Things start however to get problematic in the next paragraph (47). Here the Court announces that the nature of the status becomes relevant in determining the scope of the margin of appreciation. The Court says: “the nature of the status upon which differential treatment is based weighs heavily in determining the scope of the margin of appreciation to be accorded to Contracting States.” The Court goes on to argue that, since immigration is not an “inherent or immutable personal characteristic such as sex or race” the justification for the difference in treatment does not have to be as weighty as in sexual or racial discrimination cases. In short, according to the Court, the element of choice involved in immigration status makes it less worthy of special judicial solicitude than nationality. The definition of the width of the margin of appreciation usually marks a turning point in Article 14 judgments. In this case, the rejection of a narrow margin of appreciation – both because it concerned a non-immutable status and because it concerned a subject matter of a socio-economic nature – seriously slimmed the applicant’s chances of winning the case.
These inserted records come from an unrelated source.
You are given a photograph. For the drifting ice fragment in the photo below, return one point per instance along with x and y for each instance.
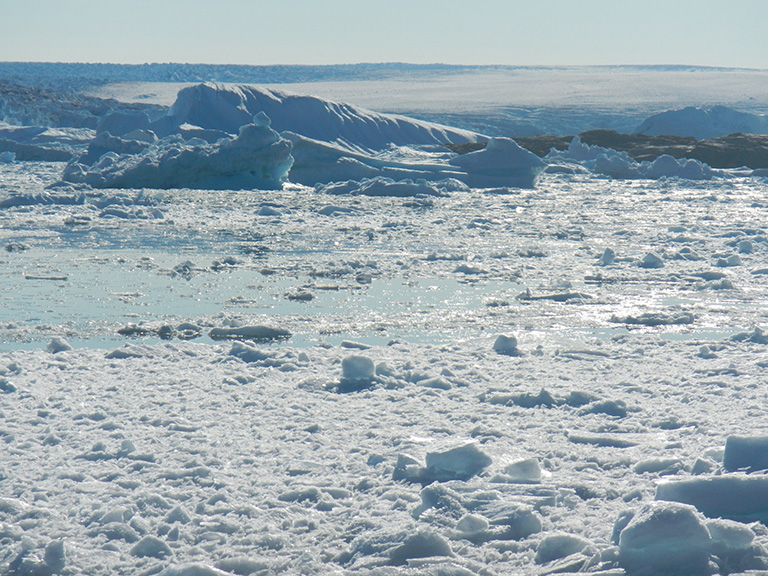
(735, 497)
(748, 453)
(506, 345)
(665, 538)
(459, 463)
The insertion of the immutability criterion in a discrimination assessment is problematic in several respects and has generated extensive criticism. We have blogged about it before, here. First, like the comparator-approach, emphasis on immutability shifts the focus away from what is really at issue in discrimination cases: “social stratification based on traits, not the nature of the traits themselves.” In other words, and as Kenji Yoshino has argued, “courts should turn away from the corporeal body to the body politic.” This point leads us to a second problematic aspect of the immutability criterion: it is often unclear which personal traits are the result of choice and which traits are immutable. Is one’s religion a choice? Is one’s gender a choice?(think of transsexuals) Under the immutability rationale, the element of choice would make religion probably less worthy of judicial protection.
So the real issue, then, is not how traits are situated within individuals but within society. Factors such as political powerlessness and history of discrimination may therefore be more adequate proxies for discrimination than immutability. The Court has in fact embraced the history-of-discrimination criterion in cases such as Kiyutin v. Russia (discrimination against persons living with HIV), and Alajos Kiss v. Hungary (discrimination against persons with mental disabilities). Alexandra has praised the Court’s approach in these cases in two previous blog posts (see here and here). This approach is, indeed, spot on as it allows the Court to focus on the stereotypical or stigmatizing use society has traditionally made of certain characteristics or traits rather than on the “nature” of the traits themselves.